2. La connaissance seule ne
suffit pas à la guérison de l'incontinent, mais il y faut le secours intérieur
d'une grâce apaisant la convoitise, comme aussi le remède extérieur de
l'admonition et de la correction, grâce auxquelles l'incontinent commence à
résister à la convoitise, ce qui affaiblit celle-ci, comme on l'a vu plus haut.
C'est aussi par les mêmes moyens que l'intempérant peut être guéri, mais sa
guérison est plus difficile pour deux motifs. Le premier se prend du point de
vue de la raison, qui est faussée quant à l'estimation de la fin ultime,
laquelle se comporte comme le fait un principe dans la démonstration ; il est
en effet plus difficile de ramener à la vérité celui qui se trompe quant au
principe, et pareillement, en matière d'action, celui qui se trompe quant à la
fin. L'autre motif se prend du point de vue de l'inclination de l'appétit, qui,
chez l'intempérant, provient de l'habitus, difficile à détruire ; l'inclination
de l'incontinent, au contraire, provient de la passion, qu'il est plus facile
de réprimer.
3. La convoitise de la volonté, qui accroît le péché, est plus grande chez l'intempérant que chez l'incontinent, nous venons de le voir. Mais la convoitise de l'appétit sensible est parfois plus grande chez l'incontinent, car celui-ci ne pèche que sous l'effet d'une forte convoitise, tandis que l'intempérant pèche aussi sous l'effet d'une faible convoitise, et parfois même la devance. C'est pourquoi Aristote dit que " nous blâmons davantage l'intempérant qui, dépourvu de désirs ou n'en éprouvant que de faibles ", c'est-à-dire désirant en pleine liberté, n'en recherche pas moins les plaisirs. " Que ne ferait-il pas, en effet, sous l'empire d'une ardente passion ? "
Objections
:
1. Il semble que
l'incontinence dans la colère soit pire que l'incontinence dans la convoitise.
L'incontinence semble en effet d'autant plus légère qu'il est plus difficile de
résister à la passion. C'est pourquoi Aristote dit : " Il n'y a pas lieu
de s'étonner qu'on soit vaincu par des plaisirs et des peines violents et
excessifs ; bien plus, on mérite le pardon. " Mais, dit Héraclite, "
il est plus difficile de combattre la convoitise que la colère ".
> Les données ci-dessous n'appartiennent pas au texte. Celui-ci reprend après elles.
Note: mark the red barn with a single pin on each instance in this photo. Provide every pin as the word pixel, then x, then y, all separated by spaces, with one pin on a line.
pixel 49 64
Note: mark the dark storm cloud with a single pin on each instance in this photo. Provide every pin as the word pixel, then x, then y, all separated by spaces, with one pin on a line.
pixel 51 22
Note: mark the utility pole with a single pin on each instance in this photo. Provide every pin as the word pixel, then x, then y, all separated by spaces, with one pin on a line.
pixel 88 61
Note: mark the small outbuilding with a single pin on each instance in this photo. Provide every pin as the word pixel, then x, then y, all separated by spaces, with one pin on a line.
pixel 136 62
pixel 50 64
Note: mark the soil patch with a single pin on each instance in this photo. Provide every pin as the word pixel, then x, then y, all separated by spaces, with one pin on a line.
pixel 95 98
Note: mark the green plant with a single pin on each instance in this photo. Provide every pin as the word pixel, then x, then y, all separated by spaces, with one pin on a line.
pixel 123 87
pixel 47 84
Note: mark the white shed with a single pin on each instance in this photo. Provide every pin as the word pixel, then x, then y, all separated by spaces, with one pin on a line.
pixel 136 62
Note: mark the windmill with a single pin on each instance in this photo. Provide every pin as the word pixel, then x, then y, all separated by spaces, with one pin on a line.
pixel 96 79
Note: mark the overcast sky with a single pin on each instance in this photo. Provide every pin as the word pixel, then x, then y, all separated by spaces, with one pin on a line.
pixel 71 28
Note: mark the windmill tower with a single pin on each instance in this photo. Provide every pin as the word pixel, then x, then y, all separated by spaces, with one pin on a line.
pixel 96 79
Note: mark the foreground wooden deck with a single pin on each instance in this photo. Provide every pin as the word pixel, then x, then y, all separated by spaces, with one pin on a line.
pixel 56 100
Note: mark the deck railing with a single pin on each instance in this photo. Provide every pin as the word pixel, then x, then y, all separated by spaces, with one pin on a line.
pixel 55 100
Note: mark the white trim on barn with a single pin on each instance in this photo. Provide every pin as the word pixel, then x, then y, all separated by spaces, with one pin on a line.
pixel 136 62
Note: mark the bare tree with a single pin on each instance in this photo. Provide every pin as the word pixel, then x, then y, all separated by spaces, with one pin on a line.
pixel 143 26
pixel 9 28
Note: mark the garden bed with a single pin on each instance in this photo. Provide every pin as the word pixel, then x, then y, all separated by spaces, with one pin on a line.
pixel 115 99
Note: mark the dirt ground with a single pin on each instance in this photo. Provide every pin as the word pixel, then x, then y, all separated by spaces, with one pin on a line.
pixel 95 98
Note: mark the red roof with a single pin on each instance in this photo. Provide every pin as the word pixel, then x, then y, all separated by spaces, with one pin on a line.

L'incontinence dans la convoitise est donc plus légère que l'incontinence dans
la colère.
2. Si la passion, à cause
de sa violence, détruit totalement le jugement de la raison, on est tout à fait
excusé du péché, comme cela se voit chez celui qui, sous l'empire de la
passion, devient fou furieux. Or le jugement de la raison demeure davantage
chez celui qui est incontinent dans la colère que chez celui qui est
incontinent dans la convoitise. En effet, comme le montre Aristote, " la
colère prête l'oreille en quelque mesure à la raison, mais non la convoitise
". L'incontinence dans la colère est donc pire que l'incontinence dans la
convoitise.
3. Un péché semble d'autant
plus grave qu'il présente plus de danger. Or l'incontinence dans la colère
semble plus dangereuse, car elle peut conduire l'homme à un péché plus grand, à
l'homicide par exemple, qui est un péché plus grand que l'adultère, auquel
conduit l'incontinence dans la convoitise. L'incontinence dans la colère est
donc plus grave que l'incontinence dans la convoitise.
Cependant, d'après Aristote, " l'incontinence dans la colère est moins laide que l'incontinence dans la convoitise ".
Conclusion
:
Le péché d'incontinence peut être considéré d'un double point de vue.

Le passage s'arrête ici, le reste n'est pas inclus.